Joan-Carles Mèlich
(Barcelona, 1961) es licenciado en Filosofía y doctor en Filosofía
y Letras por la Universidad Autónoma de Barcelona. En la actualidad,
ejerce de profesor titular de Antropología y Filosofía de la
Educación. Es autor de un buen número de obras ensayísticas sobre
filosofía, ética y educación. Su pensamiento filosófico transita
sobre todo en torno a la cuestión ética. Su obra, en gran medida,
gira sobre las diversas formas en que se presenta la filosofía,
especialmente, en su expresión simbólica, mítica y ritual. La
educación es un campo fundamental en su quehacer docente y uno de
los temas más significativos de su obra, así como la memoria y el
testimonio. Entre sus publicaciones destacan La
educación como acontecimiento ético
(2000), Filosofía de la finitud
(2002), La lectura como plegaria
(2015) y, también, La prosa de la vida
(2016).
Con
su nueva propuesta, La sabiduría de lo incierto
(Tusquets, 2019), Mèlich
incide en el valor de la lectura y la felicidad de leer. Nunca
nacemos huérfanos, dice al respecto. Y lo explica afirmando que
traemos con nosotros mismos una biografía conformada por voces y
relatos anteriores a nuestra existencia, una biografía literaria:
“No podemos dejar de ser herederos, venir al mundo es recibir una
herencia literaria, una herencia narrada, la herencia de una
biblioteca”. Es más, y esto es algo que se percibe a lo largo de
todo el texto, hay un denominador común que se subraya: “los
libros también nos leen a nosotros mismos”. La lectura, viene a
decirnos, no nos dará sobreabundancia, sino más bien vinculación.

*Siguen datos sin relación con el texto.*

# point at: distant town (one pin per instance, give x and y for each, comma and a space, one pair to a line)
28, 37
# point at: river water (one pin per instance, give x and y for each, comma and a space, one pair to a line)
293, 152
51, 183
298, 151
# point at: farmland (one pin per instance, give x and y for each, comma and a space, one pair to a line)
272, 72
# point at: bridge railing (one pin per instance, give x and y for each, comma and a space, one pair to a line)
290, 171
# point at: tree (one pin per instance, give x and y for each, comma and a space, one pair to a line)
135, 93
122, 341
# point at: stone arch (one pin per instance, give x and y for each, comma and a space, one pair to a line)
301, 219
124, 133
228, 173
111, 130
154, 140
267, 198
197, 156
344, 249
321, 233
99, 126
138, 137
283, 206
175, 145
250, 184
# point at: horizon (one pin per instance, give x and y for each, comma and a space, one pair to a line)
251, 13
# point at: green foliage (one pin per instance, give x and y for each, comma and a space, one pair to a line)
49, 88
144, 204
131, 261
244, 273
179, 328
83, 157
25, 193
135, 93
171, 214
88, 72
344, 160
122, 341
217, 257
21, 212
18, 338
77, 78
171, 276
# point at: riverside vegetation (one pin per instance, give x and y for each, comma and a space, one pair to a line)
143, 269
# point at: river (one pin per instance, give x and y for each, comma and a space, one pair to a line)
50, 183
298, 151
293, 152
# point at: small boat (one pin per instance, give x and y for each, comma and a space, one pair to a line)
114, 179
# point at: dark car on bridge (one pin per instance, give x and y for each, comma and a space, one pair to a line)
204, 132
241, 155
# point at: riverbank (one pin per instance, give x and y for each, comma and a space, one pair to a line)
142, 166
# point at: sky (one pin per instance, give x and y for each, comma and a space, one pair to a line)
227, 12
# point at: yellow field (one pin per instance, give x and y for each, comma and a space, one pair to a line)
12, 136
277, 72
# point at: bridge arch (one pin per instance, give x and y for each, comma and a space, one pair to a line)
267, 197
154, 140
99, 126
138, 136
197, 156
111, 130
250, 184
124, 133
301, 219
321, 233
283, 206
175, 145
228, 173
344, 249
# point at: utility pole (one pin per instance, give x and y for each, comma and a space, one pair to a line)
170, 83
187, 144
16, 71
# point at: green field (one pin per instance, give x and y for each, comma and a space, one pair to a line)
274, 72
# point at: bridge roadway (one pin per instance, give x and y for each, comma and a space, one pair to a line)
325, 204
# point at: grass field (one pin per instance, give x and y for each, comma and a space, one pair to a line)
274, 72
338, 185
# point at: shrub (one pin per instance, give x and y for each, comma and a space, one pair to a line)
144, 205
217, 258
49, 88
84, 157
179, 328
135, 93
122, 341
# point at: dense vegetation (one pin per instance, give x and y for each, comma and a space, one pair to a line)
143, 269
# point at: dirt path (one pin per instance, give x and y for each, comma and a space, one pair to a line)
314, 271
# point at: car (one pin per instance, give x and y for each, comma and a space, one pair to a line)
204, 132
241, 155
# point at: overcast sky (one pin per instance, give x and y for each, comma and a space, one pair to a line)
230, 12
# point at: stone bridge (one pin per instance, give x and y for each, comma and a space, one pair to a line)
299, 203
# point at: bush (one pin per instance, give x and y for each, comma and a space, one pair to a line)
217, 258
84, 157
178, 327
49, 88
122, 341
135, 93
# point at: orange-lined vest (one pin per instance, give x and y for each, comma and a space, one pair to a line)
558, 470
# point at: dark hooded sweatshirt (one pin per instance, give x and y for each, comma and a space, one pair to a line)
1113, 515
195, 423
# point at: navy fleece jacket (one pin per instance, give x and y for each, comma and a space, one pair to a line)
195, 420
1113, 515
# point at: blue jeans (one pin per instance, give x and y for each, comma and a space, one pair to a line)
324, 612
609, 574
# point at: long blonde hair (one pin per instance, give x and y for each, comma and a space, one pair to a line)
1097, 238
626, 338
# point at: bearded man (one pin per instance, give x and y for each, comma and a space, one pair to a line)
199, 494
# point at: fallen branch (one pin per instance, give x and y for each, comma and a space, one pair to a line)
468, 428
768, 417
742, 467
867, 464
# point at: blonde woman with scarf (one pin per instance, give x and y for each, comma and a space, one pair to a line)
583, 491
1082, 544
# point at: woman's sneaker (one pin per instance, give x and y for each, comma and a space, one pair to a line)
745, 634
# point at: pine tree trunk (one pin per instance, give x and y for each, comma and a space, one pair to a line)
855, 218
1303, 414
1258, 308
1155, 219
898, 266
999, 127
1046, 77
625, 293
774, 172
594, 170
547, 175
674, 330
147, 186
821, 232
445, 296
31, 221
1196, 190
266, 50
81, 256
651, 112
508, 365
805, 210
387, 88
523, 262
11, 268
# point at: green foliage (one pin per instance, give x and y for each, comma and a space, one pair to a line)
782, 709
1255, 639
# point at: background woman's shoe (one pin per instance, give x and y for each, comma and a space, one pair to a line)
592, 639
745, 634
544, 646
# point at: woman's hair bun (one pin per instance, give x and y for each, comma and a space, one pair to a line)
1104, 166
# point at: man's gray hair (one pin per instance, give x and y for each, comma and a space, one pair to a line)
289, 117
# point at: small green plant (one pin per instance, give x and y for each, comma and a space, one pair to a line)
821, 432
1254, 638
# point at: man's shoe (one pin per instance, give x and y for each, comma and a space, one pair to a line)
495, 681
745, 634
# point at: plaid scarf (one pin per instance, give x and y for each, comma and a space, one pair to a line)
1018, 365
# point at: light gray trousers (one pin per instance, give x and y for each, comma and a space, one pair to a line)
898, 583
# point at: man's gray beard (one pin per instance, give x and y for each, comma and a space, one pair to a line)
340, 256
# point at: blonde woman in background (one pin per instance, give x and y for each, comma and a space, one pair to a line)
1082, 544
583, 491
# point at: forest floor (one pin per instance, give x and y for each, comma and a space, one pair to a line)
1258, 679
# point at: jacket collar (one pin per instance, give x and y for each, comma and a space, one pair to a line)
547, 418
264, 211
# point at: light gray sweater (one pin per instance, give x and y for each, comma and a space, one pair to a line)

Y tal vez por eso nos deja entrever que nunca aprendemos a leer,
porque leer lleva una vida.
Mèlich
es un filósofo, pero también un escritor en busca de la eficacia de
la palabra, con la misma pasión de desarrollar una idea que de
volcarla a través de las palabras necesarias. Y en este sentido,
prefiere el texto fragmentario donde desplegar mejor el soplo
semántico de sus ideas que la retórica extensa del tratado.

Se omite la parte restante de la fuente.